Amnesty for Snowden?
The NSA is considering giving amnesty to leaker Edward Snowden in return for the up to one million documents he purloined from the agency.
The NSA official tasked with controlling the damage caused by Edward Snowden's intelligence leaks thinks that amnesty for the former NSA contractor should be on the table.
Rick Ledgett told CBS' 60 Minutes that allowing Snowden's return to the United States is "worth having a conversation about" if Snowden could prove that the massive amounts of data he took are contained from further leaks.
"I would need assurances that the remainder of the data could be secured and my bar for those assurances would be very high," Ledgett said in the interview that aired Sunday night. "It would be more than just an assertion on his part."
Ledgett said he wants to contain Snowden's most dangerous documents, which contain information on how countries can protect against U.S. surveillance. "It's the keys to the kingdom," he said.
But Gen.

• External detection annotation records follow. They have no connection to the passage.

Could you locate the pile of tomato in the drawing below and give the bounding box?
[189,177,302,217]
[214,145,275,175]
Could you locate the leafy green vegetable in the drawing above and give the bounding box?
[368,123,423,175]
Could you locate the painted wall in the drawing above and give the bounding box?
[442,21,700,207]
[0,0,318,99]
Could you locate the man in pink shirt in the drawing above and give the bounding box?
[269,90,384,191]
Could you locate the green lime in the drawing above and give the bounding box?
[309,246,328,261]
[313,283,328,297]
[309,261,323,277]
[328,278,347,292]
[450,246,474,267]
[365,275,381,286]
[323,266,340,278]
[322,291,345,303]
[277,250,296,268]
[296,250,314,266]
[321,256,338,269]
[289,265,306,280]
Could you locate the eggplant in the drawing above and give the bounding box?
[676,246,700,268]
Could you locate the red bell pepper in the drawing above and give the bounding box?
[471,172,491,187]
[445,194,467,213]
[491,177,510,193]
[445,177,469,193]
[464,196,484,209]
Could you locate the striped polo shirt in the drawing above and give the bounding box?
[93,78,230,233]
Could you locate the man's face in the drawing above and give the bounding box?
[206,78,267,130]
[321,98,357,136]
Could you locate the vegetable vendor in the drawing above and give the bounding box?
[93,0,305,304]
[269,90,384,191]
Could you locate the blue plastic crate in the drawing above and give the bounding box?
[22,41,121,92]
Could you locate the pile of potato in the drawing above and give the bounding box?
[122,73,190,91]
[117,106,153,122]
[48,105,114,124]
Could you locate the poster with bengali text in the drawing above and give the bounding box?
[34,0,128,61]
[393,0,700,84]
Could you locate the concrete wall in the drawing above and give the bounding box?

Keith Alexander, the NSA director, doesn't agree. "This is analogous to a hostage taker taking 50 people hostage, shooting 10, and then say, 'if you give me full amnesty I'll let the other 40 go,'" Alexander said.
"I think people have to be held accountable for their actions," he added. "Because what we don't want is the next person to do the same thing, race off to Hong Kong and to Moscow with another set of data, knowing they can strike the same deal."
Snowden himself has said he gave all his data to journalists, and no longer has any of it himself.
Snowden may not physically possess the documents, but he may have control of them though some kind of key system that unlocks a few thousand files at a time. Otherwise, you'd think that Glen Greenwald, the Guardian, the New York Times, or the Washington Post would be serializing those documents for the last few months.
As General Alexander has made clear, amnesty is probably not on the table. It's equally clear that even our closest allies have no desire to arrest and extradite the former analyst, giving him de facto freedom for the foreseeable future.